Here’s where I want to move to based on the state’s superlative:
New Hampshire – Fewest Poor People. You never want to be around poor people. Such Debbie Downers. If you don’t see poor people they don’t exist and then you don’t have to do anything about it. So while I’ve never really considered New Hampshire a future destination for me it’s definitely on the map now.
Wyoming – Lowest Rate of Syphilis. I’m not married. I didn’t commit to one vagina for the rest of my life. Too much buck left in this bronco. So obviously I don’t want to be catching STD’s. Sup Wyoming chicks.
Colorado – Least Obese. Remember what I just said about poor people in New Hampshire? Same thing applies to the obese. Plus I hear Denver’s a really fun city.
New York – Highest Salaries. I know this is offset by high living costs in NYC but at the same time being rich is the best. Now if we could only combine NH, Colorado, Wyoming and New York into some super rich state with all hot skinny people with clean vaginas that’d be the ultimate.

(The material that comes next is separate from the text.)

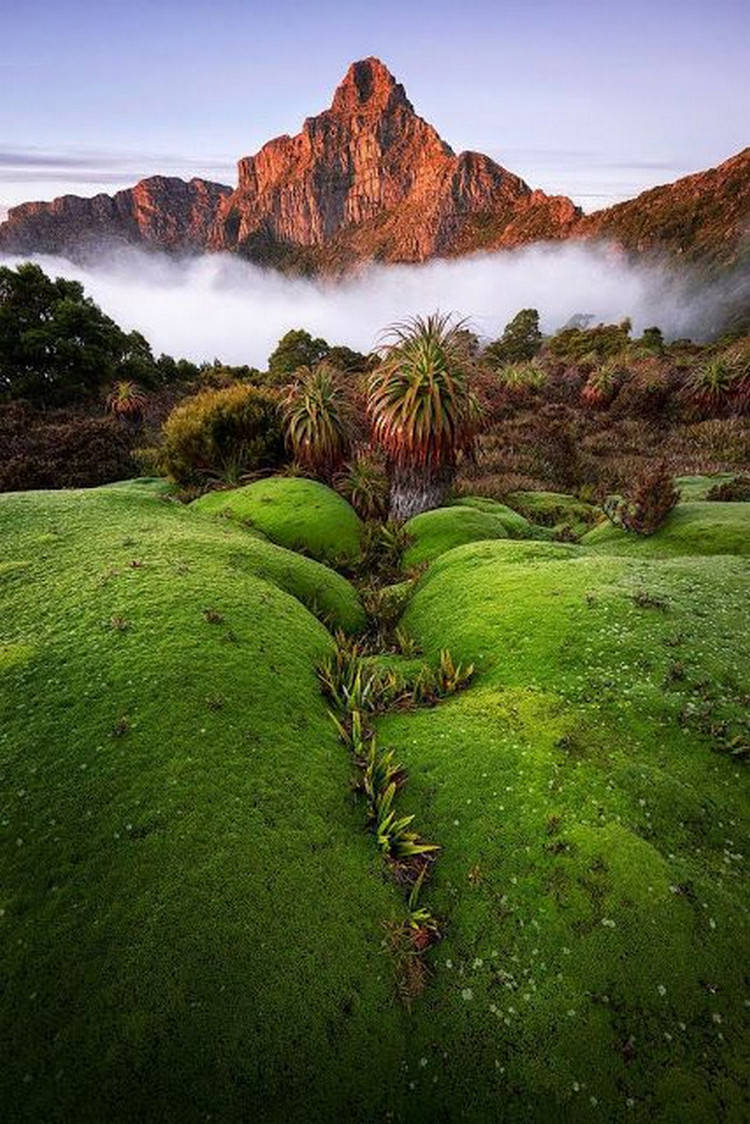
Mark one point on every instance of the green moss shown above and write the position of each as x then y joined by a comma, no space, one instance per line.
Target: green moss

Tennessee – Largest Walleye Ever Caught. Self explanatory.
Now here’s where I don’t want to live:
Montana – Longest Cat Lifespans. Cats are gross. They serve no purpose. The last thing I need is zombie cats who won’t die lurking around every corner.
North Dakota – Biggest Penises. You gotta look at this from a competition standpoint. This isn’t the state with the most adequate penises, I can make some noise there. But biggest penises? I don’t need to throw my hat into that ring.
North Carolina – Biggest Producer of Sweet Potatoes. I HATE sweet potatoes. I was at a bar fairly recently and thought I ordered regular tater-tots and they were sweet potato tots and I popped one into my mouth without realizing it and I almost puked everywhere. It was a very traumatic experience. Now imagine how often this could happen in a state known for producing sweet potatoes.
California – Most Breastfed Babies. My history with the lunatic fringe of public breastfeeding crusaders been long documented on this blog. I don’t need to be around them more than I have to be.